Although a few men have attended my beading parties (and workshops), men usually make themselves scarce. They are either out or have something else better to do in the basement! Except once when the husband of the hostess watched us bead for quite a while.

The reason for his interest became clear when he explained he was an avid fly fisherman and helpfully suggested that I might consider fishing lure making parties! If you've ever watched how fishing lures are made, you'll understand why the intricate tying of feathers with strings can be applied to jewelry making. The Japanese have taken this to a veritable art form!

Kaga fishing lures are a Japanese folk art which some say embodies the samurai spirit. The featured designs are from a Japanese family firm called Meboso Hachirobei Shoten which has been in business for 430 years! Their latest craft is transforming them into wearable pieces of art in the form of jewelry.

Kaga Japanese fishing flies began their history in the Edo period. Back then, only the samurai were permitted to go ayu (river trout) fishing. They used sewing needles which they bent and decorated with bird feathers and animal fur.

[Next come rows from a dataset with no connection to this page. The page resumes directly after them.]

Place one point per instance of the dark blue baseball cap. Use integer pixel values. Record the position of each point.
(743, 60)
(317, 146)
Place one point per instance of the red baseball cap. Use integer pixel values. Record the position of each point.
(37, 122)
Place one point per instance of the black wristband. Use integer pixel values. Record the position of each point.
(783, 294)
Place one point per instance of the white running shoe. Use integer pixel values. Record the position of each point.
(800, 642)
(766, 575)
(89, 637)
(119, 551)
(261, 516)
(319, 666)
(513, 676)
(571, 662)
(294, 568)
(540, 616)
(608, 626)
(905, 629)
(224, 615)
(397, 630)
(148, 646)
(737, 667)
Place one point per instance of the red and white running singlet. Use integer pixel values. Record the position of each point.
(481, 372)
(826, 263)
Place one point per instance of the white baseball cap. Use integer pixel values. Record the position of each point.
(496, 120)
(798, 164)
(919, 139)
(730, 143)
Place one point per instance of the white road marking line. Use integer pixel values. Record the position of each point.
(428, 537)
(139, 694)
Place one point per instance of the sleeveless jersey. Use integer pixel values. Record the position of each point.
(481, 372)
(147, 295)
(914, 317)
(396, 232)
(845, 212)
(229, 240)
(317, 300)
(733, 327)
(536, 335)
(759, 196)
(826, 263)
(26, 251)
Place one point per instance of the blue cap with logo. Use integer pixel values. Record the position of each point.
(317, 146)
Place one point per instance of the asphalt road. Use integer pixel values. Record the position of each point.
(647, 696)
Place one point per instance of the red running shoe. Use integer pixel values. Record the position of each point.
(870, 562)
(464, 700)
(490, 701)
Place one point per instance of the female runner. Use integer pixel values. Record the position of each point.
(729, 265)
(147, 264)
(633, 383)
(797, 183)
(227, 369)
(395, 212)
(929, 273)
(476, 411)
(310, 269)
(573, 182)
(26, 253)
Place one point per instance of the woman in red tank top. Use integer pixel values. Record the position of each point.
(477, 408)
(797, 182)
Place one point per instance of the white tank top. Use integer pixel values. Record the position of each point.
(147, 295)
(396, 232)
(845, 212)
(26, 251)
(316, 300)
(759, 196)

During that time long ago, people weren’t allowed to train in the martial arts in public for fear of revolt, so the samurai got plenty of “sword” practice, while fly fishing and plenty of exercise walking up and down the riverbanks. Ordinary folks were allowed to fly fish after 1868. But it is a dying art as apparently there are only eight Kaga fishing lure artisans left. However, with the switch to making fishing lure jewelry, the craft might well survive as more jewelry is sold today than actual fishing lures! They are works of art.